Xiaomi MiMo is a native omni-modal large model. A single mimo_api_key enables text chat, image understanding, and text-to-speech all at once.
All capabilities below can be configured in one place via the “Model Management” page in the Web Console — no need to manually edit the configuration file.
Text Chat
{
"model": "mimo-v2.5-pro",
"mimo_api_key": "YOUR_API_KEY",
"mimo_api_base": "https://api.xiaomimimo.com/v1"
}
| Parameter | Description |
|---|
model | Default recommendation: mimo-v2.5-pro; mimo-v2.5 is also supported |
mimo_api_key | Create one in the MiMo Open Platform |
mimo_api_base | Optional, defaults to https://api.xiaomimimo.com/v1 |
Model Selection
| Model | Use Case |
|---|
mimo-v2.5-pro | Flagship: native omni-modal + Agent capability, up to 1M tokens context |
mimo-v2.5 | General-purpose, native omni-modal (text / image / video / audio) |
Thinking Mode
The MiMo V2.5 series enables “thinking mode” by default: the model emits reasoning_content (chain-of-thought) before the final answer, improving performance on complex tasks.
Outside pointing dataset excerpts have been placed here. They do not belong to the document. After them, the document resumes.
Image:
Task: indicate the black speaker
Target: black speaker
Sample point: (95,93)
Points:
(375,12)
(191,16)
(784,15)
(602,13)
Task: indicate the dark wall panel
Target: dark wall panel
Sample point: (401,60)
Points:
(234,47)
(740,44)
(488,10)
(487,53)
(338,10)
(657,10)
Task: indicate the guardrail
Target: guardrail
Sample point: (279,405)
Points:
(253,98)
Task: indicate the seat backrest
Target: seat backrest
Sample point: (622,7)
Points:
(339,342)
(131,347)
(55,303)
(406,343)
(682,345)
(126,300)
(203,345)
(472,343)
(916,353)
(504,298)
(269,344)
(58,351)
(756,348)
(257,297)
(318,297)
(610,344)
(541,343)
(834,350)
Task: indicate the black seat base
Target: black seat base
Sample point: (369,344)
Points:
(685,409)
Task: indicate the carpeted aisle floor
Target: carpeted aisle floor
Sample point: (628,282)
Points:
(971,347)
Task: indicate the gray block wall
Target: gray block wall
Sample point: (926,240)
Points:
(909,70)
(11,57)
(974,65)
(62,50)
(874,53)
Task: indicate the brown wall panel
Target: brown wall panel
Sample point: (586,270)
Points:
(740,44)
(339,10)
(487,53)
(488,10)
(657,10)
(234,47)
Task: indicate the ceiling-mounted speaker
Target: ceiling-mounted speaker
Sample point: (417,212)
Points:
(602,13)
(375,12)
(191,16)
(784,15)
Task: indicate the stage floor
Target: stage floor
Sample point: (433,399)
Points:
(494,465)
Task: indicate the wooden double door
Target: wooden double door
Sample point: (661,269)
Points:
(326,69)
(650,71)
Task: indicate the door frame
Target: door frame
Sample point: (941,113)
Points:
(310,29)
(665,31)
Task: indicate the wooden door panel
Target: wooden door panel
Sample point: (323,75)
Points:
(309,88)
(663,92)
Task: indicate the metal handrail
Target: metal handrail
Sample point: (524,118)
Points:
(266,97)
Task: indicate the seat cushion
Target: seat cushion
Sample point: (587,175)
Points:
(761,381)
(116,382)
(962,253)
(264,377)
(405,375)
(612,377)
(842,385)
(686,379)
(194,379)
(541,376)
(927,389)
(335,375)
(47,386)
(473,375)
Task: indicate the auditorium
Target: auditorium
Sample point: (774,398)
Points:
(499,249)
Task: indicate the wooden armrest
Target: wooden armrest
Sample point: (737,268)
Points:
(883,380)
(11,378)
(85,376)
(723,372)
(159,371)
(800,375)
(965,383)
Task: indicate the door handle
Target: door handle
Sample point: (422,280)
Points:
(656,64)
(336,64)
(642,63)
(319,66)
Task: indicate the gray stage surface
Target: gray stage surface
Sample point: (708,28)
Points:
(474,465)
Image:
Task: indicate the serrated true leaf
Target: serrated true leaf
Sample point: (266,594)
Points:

Use the global enable_thinking flag to toggle visibility (also switchable from the Web Console settings):
{
"enable_thinking": true
}
Image Understanding
Once mimo_api_key is configured, the Agent’s Vision tool can automatically use MiMo’s vision models:
- When the main model itself is multimodal (
mimo-v2.5-pro / mimo-v2.5), images are handled directly by the main model with no extra setup.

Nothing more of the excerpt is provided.